La verdad era que no tenía muchas ganas de café, ni tampoco de charlar, pero comprendía que era una formalidad por la que tenía que pasar antes de que le enseñaran la propiedad.

Ellen Mountford le sirvió el café y le tendió la taza. Él murmuró un «gracias», y apenas la hubo tomado, ella apartó la mano bruscamente, como si el roce de sus dedos le hubiera provocado una descarga eléctrica, y agachó la cabeza, prosiguiendo con su tarea. Le pasó una taza a su madrastra, otra a su hermanastra, y finalmente se sirvió la suya y se puso a remover el café con la cucharilla.

Max se echó hacia atrás, cruzó una pierna sobre la otra, y tomó un sorbo de café.

–Bueno, ¿y cómo es que quieren deshacerse de un lugar tan hermoso? –le preguntó a Pauline Mountford con una sonrisa cortés.

–Pues… ¡es que esta casa alberga tantos recuerdos! –exclamó la viuda–. Y desde que mi marido murió me resulta demasiado doloroso seguir viviendo aquí. Sé que tengo que ser fuerte y empezar una nueva vida –suspiró con resignación–. Será muy duro, pero… –sacudió la cabeza, entristecida.

–Pobre mamá… –murmuró su hija, dándole unas palmadas en el brazo antes de volverse hacia él–. Hemos tenido un año horrible –le dijo.

–Lamento su pérdida –respondió Max–. Pero comprendo las razones por las que quieren vender la propiedad.

Ellen Mountford plantó su taza en la mesita, y el brusco ruido hizo que girara la cabeza hacia ella. Tenía los labios apretados, y sus mejillas volvían a estar teñidas de rubor.

–Tengo que ir a ver cómo va la comida –dijo levantándose abruptamente.

Cuando se hubo marchado, su madrastra se inclinó hacia él y le confió en voz baja:

–La pobre Ellen se tomó muy mal la muerte de su padre. Estaba muy unida a él. Quizá demasiado –dijo con un suspiro.
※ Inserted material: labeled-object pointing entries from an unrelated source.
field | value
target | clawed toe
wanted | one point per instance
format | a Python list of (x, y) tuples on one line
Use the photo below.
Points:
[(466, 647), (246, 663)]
Pero de pronto mudó su expresión sombría y esbozó una sonrisa–: Bueno, seguro que quiere ver el resto de la casa antes de almorzar. Chloe estará encantada de mostrársela –dijo riéndose.

Su hija se levantó y él hizo lo mismo. Sí que estaba impaciente por ver la casa; no quería escuchar más detalles sobre la vida personal de la familia Mountford, que no le interesaban en lo más mínimo.